The second reason Paul was filled with joy was that his circumstances, even though difficult, were accomplishing a greater purpose.
Philippians 1:12-14 – Now I want you to know, brethren, that my circumstances have turned out for the greater progress of the gospel, so that my imprisonment in the cause of Christ has become well known through the whole praetorian guard and to everyone else, and that most of the brethren, trusting in the Lord because of my imprisonment, have far more courage to speak the word of God without fear.
Paul goes on to speak of some who were preaching Christ out of jealousy or selfish ambition, thinking it would cause him distress. He saw the bigger picture, however; Christ was being preached regardless of the motives, and he knew the power of the word of God to save, despite the faulty messenger.

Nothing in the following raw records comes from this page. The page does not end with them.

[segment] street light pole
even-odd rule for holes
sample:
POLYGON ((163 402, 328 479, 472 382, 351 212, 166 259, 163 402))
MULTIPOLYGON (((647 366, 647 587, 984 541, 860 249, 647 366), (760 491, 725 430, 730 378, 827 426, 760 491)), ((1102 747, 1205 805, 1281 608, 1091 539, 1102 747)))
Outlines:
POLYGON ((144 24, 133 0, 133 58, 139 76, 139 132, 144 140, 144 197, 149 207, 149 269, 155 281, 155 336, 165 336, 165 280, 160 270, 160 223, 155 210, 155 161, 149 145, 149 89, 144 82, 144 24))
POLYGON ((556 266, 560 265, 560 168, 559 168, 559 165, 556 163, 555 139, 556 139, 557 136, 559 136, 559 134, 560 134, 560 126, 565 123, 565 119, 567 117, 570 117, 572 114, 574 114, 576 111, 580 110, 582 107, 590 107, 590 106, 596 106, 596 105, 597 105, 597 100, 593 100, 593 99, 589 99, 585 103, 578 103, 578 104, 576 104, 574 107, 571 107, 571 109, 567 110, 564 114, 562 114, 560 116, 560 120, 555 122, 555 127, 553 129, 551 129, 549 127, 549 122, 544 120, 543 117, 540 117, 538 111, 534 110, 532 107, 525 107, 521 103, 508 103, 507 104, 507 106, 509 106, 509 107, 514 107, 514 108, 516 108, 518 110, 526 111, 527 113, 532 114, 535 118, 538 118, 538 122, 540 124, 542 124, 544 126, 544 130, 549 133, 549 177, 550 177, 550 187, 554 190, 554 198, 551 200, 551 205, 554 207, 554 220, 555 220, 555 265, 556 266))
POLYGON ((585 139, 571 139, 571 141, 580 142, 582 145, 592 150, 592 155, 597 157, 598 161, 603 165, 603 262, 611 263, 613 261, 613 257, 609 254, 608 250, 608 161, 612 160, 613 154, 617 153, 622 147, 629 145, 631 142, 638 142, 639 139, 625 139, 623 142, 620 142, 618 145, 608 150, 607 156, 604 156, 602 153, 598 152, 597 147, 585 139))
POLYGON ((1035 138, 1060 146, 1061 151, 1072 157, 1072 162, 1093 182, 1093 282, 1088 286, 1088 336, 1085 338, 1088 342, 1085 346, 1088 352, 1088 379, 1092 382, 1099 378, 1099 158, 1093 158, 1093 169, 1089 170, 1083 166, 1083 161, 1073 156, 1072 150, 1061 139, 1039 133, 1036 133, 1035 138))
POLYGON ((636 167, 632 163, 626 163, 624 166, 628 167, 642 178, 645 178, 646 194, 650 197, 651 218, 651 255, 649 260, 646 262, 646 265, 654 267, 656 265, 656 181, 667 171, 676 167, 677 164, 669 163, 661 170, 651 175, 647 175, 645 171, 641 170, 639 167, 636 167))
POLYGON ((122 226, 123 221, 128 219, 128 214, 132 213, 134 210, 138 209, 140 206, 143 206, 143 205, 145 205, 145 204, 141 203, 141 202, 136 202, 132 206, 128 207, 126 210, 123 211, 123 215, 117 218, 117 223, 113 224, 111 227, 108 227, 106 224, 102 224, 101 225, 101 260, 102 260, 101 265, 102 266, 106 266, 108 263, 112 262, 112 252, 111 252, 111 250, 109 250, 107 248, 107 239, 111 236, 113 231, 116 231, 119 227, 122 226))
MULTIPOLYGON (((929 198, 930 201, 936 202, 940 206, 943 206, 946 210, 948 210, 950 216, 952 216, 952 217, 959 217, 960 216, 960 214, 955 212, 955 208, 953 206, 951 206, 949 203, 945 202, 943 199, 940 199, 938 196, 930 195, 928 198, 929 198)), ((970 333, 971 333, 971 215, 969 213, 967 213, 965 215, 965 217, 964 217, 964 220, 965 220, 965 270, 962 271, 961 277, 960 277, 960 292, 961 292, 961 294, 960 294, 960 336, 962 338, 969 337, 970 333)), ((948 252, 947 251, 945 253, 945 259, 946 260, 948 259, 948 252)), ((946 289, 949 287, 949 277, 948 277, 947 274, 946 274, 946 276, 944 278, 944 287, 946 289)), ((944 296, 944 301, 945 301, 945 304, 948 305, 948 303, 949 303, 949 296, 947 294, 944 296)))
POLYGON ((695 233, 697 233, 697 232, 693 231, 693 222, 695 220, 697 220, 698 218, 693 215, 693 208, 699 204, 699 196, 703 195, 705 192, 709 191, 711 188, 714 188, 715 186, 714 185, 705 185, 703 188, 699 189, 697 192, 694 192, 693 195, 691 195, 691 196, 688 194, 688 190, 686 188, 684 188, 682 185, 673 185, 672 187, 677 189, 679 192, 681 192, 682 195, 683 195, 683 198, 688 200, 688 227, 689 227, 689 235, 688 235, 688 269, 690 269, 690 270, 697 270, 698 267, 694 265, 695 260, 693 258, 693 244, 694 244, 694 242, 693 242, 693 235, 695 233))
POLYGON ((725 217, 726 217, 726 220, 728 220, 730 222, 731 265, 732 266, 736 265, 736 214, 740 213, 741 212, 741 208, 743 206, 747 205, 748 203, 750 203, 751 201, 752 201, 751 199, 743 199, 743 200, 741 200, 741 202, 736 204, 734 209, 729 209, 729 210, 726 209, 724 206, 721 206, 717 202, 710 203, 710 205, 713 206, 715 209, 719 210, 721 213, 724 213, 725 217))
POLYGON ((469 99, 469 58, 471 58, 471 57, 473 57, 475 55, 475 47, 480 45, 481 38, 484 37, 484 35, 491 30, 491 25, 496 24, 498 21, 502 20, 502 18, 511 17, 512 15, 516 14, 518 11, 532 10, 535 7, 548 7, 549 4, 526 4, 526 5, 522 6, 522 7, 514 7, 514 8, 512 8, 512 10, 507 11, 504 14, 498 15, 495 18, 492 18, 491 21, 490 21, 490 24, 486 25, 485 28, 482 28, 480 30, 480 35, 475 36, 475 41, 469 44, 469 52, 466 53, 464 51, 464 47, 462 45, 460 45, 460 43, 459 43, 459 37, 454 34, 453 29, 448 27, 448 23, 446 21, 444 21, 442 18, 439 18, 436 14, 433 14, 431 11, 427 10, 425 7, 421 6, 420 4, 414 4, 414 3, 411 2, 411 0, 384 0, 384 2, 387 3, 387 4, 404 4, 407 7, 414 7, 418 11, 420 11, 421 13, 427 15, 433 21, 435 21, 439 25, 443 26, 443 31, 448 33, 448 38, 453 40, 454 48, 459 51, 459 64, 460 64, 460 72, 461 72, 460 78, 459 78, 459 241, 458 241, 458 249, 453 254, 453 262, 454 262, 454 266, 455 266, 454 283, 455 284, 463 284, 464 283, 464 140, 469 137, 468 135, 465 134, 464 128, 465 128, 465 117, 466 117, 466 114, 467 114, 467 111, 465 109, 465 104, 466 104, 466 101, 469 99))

Paul took great joy in knowing that because he was suffering in prison, people were growing bolder in their faith, and others were hearing the gospel. His sole purpose in life was to glorify God and preach Jesus, so when, where, and how that happened didn’t matter. He also had an eye on eternity, which freed him up to live in joy and not worry about the outcome. He expected deliverance, whether physically, to go on and serve the body of Christ here, or to be delivered spiritually through death, gaining heaven and the privilege of being with Christ. Either outcome was acceptable. As long as Christ was exalted, he would rejoice.
If you’re struggling to have joy, there are two practical lessons here for you. First, who are you spending time with? If you know Christ, are you surrounding yourself with the body of Christ – serving with each other, encouraging one another, praying for one another, helping each other grow up spiritually? If you don’t know Christ, perhaps you need to consider who you’re hanging around and what their influence on you might be.
Second, if your joy is lacking, examine the purpose of your life. Why has God put you on this earth? As Christ-followers, our goal is to glorify Jesus and tell others about Him. Anything else leaves us dissatisfied, as we are seeking what unbelievers seek – trying to find purpose in the trivial temporary things of this world.
Every person was created by God for a relationship with Him, and until we find our satisfaction in Jesus, we will have to be content with the fleeting happy moments that quickly fade away when life gets difficult. Surround yourself with the people of God and develop real relationships. Spend your life on the gospel and making Jesus known. Then you will know what it is to have joy.